Lavras dos negros, brancos, dos brancos negros e dos negros morenos. Lavras do sangue bom, da “gente humilde...que vontade de chorar”, dos suicidas, lesos, zumbis, narcotizados. E se é verdade que drogar-se é experimentar um tipo de morte, um tipo de mumificação para escapar de alguma realidade indesejável, os novos banzeiros daqui estão no caminho certo.

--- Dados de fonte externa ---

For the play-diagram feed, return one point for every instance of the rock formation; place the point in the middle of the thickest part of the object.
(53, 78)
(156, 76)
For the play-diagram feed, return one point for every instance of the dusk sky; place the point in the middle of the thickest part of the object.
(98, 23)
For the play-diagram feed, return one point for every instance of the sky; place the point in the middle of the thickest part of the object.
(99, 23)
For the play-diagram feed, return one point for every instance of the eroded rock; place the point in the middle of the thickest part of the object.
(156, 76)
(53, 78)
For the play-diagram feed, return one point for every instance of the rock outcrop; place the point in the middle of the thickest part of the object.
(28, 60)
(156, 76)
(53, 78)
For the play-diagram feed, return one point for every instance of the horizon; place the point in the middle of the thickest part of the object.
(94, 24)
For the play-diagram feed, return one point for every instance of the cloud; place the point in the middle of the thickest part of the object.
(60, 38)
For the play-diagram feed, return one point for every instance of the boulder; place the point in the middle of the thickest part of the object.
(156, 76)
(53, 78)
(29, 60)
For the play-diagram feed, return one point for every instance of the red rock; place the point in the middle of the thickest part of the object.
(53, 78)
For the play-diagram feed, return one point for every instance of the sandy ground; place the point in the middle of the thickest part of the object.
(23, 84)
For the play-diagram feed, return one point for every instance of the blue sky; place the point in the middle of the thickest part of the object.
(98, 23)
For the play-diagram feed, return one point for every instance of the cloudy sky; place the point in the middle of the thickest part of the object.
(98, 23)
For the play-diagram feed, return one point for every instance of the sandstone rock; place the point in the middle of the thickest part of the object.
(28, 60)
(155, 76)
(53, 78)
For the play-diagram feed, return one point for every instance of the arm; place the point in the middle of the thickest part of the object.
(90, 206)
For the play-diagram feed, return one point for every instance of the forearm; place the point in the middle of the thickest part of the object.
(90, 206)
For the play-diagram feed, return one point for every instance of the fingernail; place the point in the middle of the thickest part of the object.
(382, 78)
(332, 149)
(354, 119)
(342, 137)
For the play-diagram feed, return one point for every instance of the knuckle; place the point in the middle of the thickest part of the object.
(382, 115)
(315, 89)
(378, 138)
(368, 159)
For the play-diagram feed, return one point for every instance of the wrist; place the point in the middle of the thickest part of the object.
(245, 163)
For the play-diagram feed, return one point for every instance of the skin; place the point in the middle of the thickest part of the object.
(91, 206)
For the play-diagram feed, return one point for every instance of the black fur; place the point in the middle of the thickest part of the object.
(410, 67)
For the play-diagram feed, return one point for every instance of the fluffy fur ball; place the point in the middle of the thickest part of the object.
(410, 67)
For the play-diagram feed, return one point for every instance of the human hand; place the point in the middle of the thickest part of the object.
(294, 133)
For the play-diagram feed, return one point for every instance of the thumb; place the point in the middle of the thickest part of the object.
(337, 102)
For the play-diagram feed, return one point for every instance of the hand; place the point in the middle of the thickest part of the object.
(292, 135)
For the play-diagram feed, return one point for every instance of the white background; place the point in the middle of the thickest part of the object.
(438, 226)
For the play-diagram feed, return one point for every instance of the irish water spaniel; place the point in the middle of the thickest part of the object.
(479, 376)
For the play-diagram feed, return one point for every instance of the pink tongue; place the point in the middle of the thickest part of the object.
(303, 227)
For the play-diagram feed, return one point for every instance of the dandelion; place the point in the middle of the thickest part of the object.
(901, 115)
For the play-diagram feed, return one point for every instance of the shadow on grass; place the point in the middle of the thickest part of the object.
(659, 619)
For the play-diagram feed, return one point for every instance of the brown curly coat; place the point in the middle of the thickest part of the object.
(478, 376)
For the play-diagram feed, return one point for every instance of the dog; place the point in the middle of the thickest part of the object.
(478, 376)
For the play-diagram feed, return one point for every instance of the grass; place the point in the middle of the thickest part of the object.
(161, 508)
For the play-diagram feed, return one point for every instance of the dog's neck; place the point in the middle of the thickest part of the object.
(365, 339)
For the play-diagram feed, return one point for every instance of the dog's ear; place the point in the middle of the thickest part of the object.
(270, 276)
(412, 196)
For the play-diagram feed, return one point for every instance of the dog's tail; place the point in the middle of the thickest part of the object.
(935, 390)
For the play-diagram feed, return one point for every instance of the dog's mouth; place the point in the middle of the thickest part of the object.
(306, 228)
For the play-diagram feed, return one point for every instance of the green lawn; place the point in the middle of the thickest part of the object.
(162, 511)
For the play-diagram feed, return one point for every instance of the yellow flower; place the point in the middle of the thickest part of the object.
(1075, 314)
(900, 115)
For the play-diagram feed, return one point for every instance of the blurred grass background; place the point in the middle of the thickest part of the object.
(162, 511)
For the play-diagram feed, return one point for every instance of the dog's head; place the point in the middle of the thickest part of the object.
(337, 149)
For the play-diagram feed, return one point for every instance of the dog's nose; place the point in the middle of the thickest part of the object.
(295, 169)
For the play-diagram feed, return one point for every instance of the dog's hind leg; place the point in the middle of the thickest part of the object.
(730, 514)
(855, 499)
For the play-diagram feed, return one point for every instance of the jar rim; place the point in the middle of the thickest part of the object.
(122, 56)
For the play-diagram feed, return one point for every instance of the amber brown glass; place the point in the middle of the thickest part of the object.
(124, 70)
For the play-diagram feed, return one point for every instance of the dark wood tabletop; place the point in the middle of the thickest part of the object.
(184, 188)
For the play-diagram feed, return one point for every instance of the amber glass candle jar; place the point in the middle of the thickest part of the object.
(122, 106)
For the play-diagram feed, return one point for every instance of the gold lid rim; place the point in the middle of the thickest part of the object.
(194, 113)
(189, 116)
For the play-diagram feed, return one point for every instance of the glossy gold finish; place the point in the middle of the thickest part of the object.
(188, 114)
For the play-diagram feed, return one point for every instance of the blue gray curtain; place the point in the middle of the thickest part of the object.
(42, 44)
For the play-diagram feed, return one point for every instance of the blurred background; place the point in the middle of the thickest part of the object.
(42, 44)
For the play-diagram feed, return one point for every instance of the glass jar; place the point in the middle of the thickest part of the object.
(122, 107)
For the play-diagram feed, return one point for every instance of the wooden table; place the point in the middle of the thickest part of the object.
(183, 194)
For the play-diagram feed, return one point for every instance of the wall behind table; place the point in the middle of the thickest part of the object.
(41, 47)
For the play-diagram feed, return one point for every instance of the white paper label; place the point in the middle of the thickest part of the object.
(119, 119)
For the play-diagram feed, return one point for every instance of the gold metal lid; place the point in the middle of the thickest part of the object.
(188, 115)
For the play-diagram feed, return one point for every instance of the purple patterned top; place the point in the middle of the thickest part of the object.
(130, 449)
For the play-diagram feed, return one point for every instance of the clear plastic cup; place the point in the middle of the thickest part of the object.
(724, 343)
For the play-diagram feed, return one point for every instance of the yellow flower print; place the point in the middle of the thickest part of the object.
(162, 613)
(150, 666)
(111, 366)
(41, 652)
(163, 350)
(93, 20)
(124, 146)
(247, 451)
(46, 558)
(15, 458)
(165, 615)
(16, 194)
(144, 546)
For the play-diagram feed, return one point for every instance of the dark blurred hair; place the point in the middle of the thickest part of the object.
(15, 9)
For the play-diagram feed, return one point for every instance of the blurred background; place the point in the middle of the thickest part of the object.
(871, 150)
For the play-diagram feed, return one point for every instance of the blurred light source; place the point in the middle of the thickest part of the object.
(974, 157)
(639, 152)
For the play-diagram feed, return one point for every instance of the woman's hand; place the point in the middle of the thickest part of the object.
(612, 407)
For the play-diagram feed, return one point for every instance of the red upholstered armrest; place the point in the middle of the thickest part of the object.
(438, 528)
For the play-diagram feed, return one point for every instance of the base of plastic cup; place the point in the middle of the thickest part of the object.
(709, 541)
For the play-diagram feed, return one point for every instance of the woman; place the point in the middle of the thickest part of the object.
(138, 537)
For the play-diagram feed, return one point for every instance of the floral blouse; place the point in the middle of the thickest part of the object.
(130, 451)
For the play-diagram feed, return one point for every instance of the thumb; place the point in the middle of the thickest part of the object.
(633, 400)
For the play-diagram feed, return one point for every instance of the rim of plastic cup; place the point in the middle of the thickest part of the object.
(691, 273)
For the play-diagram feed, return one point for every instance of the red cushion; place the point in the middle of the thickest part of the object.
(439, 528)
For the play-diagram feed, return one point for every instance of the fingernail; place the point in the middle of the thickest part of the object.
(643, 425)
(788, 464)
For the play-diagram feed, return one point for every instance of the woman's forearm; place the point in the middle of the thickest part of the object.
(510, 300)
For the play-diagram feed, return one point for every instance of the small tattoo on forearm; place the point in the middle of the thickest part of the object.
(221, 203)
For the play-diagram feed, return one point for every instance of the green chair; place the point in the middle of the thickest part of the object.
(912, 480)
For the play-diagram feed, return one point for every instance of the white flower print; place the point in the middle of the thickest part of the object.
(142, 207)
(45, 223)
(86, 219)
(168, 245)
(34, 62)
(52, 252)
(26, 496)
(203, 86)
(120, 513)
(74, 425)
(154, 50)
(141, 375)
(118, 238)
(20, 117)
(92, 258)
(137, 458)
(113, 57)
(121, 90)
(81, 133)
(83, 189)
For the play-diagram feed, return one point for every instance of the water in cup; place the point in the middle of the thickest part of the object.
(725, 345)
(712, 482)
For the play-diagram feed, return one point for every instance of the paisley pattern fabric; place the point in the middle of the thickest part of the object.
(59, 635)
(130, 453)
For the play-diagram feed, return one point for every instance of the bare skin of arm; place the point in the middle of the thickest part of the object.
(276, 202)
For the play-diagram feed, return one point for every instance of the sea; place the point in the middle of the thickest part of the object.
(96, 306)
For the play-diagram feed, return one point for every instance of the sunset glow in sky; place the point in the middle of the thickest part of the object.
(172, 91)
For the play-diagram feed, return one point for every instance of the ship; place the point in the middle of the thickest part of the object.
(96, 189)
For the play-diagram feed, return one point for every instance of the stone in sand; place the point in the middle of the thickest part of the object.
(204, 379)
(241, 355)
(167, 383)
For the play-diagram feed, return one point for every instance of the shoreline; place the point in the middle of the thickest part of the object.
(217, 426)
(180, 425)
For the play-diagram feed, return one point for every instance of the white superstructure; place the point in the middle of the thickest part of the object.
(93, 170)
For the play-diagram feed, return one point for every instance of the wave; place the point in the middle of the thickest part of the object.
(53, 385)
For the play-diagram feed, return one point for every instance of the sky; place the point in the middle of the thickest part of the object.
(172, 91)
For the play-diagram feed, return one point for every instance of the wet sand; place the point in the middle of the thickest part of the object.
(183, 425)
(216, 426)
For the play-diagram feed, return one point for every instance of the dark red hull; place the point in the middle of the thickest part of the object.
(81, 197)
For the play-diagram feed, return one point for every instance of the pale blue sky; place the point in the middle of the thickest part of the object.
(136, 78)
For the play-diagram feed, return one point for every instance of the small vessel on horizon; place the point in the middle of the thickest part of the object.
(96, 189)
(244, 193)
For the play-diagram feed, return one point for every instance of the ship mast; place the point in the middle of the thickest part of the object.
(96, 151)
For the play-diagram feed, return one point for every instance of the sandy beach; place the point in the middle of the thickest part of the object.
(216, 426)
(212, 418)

Lavras da competição predatória, dos comandos autoritários, da obediência irrestrita.
Lavras dos sujeitados, obedientes a determinações vindas de fora... Lavras de subjetividade industrial, fabricada, moldada pelo capitalismo neoliberal. Lavras que mantém seu mercado do poder. Lavras que transforma artificialmente em sujeitado um sujeito natural. Lavras do condicionamento de massa. Lavras do Darwinismo soci-ALL e eclesi-All. Aqui se devora tudo e todos... aqui, dentro ou fora da “igreja” a proposta teórica põe ênfase nas dimensões: espécie, aptidão e seleção natural. Lavras da violência por tudo e por nada. Salve-se quem puder!

Aqui é na base do fundamentalismo radical e a transcendência se presta a justificar a exclusão social e outros fenômenos, como a escravidão e a dependência político-econômica. O lavrense dá tudo de si, dá a própria vida para manter-se vivo – preservar sua espécie, mas a recíproca nem sempre é verdadeira. De acordo com a “seleção natural” daqui, sobrevivem os mais “aptos”, os que não o fazem em nada contribuem para a história da espécie, a competição leva à evolução e isso vale também para os seres humanos, em suma, o indivíduo deve deixar que os fenômenos “naturais” se desenrolem, permanecendo passivo - tudo pelo bem comum.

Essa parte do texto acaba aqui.